As cereal grains go, barley is a winner when it comes to good nutrition. This centuries-old grain is packed with fiber, contains important vitamins and minerals, is slim on fat, and, like all plant products, cholesterol-free. Here’s a closer look:
Barley is a great source of dietary fiber and actually contains both soluble and insoluble fiber. Soluble fiber is effective in lowering blood cholesterol and can reduce the risk of heart disease. Soluble fiber is also beneficial in slowing the absorption of sugar and reducing the risk for developing type 2 or non-insulin-dependent diabetes. The insoluble fiber found in barley may be beneficial in helping the body maintain regular bowl function. Insoluble fiber may also help lower the risk for certain cancers such as colon cancer.
Cholesterol and fat
Like all plant foods, barley is naturally cholesterol-free and low in fat. A 1/2-cup serving of cooked pearl barley, a typical grain serving, contains less than 1/2 gram of fat and only 100 calories*
*Source: USDA Nutrient Database for Standard Reference 13 (November 1999)
Vitamins and minerals
Barley contains several vitamins and minerals including niacin (Vitamin B3), thiamine ( Vitamin B1), selenium, iron, magnesium, zinc, phosphorus and copper.

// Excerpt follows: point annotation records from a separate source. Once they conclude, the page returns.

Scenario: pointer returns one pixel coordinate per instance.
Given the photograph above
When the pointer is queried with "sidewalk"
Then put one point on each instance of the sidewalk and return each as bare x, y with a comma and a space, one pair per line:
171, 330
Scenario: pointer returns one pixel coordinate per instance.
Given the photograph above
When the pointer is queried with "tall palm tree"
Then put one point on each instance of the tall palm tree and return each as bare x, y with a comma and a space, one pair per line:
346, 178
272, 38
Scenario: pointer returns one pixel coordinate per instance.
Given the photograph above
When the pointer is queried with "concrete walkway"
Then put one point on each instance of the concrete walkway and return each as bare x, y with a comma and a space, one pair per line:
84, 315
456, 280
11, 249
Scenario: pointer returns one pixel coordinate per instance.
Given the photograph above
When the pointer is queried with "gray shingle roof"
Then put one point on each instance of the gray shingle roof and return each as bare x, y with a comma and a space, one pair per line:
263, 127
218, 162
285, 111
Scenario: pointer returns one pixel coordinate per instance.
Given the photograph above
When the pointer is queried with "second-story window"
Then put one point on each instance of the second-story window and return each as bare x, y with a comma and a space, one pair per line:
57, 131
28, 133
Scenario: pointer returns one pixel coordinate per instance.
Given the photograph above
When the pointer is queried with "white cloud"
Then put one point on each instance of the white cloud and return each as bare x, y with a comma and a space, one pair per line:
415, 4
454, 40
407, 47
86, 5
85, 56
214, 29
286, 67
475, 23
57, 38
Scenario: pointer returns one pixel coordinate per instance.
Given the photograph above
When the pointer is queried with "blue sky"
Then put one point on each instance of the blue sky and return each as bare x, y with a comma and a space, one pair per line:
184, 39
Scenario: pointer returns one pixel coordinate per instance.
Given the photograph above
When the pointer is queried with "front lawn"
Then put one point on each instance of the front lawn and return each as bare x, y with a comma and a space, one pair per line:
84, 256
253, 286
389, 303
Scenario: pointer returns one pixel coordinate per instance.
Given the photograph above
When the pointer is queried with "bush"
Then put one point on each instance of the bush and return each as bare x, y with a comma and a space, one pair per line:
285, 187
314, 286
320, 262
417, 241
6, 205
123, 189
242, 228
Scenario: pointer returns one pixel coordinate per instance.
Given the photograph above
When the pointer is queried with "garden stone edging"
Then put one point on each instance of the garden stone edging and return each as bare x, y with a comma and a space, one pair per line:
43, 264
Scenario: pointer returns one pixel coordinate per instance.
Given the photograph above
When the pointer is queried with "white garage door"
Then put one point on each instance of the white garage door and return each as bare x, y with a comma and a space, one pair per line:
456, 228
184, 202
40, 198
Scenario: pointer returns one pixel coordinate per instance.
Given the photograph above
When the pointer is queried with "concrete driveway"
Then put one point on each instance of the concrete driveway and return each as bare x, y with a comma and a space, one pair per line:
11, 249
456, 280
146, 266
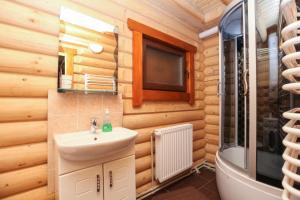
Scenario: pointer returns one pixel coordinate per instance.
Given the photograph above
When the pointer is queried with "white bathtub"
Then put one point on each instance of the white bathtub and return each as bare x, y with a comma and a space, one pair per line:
234, 184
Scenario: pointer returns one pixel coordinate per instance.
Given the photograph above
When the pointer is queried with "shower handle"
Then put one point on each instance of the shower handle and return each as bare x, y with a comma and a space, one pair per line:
246, 88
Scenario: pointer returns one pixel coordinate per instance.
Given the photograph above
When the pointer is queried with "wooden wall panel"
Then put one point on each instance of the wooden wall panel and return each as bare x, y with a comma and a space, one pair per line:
211, 72
28, 68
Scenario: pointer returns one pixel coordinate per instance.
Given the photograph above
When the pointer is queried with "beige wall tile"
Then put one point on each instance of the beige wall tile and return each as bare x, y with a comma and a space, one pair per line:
91, 103
61, 103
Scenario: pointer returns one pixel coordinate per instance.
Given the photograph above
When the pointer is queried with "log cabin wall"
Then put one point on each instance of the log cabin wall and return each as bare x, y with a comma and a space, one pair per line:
28, 51
211, 78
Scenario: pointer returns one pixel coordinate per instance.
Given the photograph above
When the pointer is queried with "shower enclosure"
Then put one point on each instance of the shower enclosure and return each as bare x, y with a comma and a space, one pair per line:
251, 98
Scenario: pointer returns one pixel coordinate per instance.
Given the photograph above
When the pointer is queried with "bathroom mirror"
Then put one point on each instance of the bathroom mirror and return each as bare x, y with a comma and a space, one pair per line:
88, 54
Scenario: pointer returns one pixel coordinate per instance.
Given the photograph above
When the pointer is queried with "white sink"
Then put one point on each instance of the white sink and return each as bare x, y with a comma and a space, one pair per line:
85, 145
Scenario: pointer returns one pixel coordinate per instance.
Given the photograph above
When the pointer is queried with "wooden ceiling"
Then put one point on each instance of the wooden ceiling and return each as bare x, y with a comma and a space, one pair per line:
199, 14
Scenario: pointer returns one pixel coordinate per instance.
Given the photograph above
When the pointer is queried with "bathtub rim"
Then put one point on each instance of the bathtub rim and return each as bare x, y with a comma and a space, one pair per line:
240, 176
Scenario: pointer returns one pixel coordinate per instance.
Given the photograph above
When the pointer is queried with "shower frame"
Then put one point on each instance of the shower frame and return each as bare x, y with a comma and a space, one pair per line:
249, 33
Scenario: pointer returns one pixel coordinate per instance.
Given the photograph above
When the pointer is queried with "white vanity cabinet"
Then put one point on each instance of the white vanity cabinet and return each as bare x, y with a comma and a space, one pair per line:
119, 179
84, 184
114, 180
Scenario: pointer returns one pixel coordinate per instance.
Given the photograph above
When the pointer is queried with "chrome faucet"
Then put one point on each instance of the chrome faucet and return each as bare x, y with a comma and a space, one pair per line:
93, 125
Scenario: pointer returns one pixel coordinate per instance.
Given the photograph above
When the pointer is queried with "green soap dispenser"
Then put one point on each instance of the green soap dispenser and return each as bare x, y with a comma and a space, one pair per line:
106, 127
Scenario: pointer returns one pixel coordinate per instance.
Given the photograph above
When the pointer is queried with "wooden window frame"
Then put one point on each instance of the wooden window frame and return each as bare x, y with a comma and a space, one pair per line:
138, 93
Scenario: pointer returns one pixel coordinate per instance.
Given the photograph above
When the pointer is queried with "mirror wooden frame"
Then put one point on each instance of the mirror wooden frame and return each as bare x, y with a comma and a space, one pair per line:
138, 93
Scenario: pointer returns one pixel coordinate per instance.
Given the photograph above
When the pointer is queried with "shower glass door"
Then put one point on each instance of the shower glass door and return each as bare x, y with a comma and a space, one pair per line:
271, 100
233, 87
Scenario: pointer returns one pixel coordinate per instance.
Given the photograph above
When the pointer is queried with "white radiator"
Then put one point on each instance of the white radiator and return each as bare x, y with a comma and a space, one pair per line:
173, 150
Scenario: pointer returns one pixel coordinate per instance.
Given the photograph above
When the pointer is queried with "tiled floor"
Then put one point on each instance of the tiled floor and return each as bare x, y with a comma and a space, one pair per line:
194, 187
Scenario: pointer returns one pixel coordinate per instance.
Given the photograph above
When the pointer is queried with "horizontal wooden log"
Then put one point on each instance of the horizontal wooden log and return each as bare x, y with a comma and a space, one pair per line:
210, 158
211, 78
125, 89
157, 119
17, 133
211, 51
152, 107
198, 134
28, 18
142, 149
199, 76
19, 85
143, 163
199, 144
211, 90
27, 63
23, 109
211, 61
212, 119
93, 62
199, 162
144, 134
18, 157
212, 109
143, 177
40, 193
199, 95
212, 139
211, 148
199, 85
211, 82
22, 180
211, 70
26, 40
212, 129
210, 42
198, 154
125, 59
211, 100
124, 75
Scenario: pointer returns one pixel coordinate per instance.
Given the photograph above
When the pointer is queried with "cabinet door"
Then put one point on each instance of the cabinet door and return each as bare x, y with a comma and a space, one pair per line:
85, 184
119, 179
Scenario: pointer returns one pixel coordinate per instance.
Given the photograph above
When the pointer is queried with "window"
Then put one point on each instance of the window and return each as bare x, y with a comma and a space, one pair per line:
163, 66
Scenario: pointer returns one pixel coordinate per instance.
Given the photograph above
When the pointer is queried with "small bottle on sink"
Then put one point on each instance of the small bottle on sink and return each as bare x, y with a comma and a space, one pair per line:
106, 127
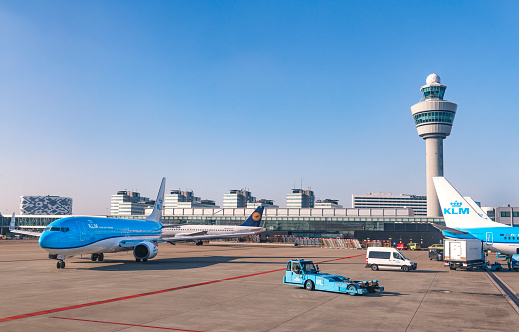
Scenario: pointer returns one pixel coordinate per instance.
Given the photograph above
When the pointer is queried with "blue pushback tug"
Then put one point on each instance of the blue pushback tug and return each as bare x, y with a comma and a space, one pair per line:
304, 273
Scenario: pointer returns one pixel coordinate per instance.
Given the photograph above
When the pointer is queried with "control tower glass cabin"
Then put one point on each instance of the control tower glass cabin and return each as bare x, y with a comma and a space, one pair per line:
433, 117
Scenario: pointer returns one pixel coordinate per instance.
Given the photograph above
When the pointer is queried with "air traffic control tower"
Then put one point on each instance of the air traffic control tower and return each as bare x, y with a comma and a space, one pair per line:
433, 117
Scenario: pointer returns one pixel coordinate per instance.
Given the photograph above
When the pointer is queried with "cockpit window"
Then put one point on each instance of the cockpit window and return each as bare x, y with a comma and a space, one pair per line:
57, 229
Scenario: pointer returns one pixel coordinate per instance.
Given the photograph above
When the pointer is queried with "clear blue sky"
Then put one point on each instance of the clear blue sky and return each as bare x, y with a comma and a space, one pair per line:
100, 96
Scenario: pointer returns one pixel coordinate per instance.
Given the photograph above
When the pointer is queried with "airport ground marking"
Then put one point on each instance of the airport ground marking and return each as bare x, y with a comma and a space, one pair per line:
89, 304
127, 324
507, 291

Barley contains antioxidants, which are also important for maintaining good health. Specifically, antioxidants work to slow down the rate of oxidative damage by gathering up free radicals that form when body cells use oxygen.
Barley contains phytochemicals, which are natural plant-based chemicals. Studies indicate that phytochemicals may decrease the risk for certain diseases such as heart disease, diabetes and cancer. More research is needed to confirm these results.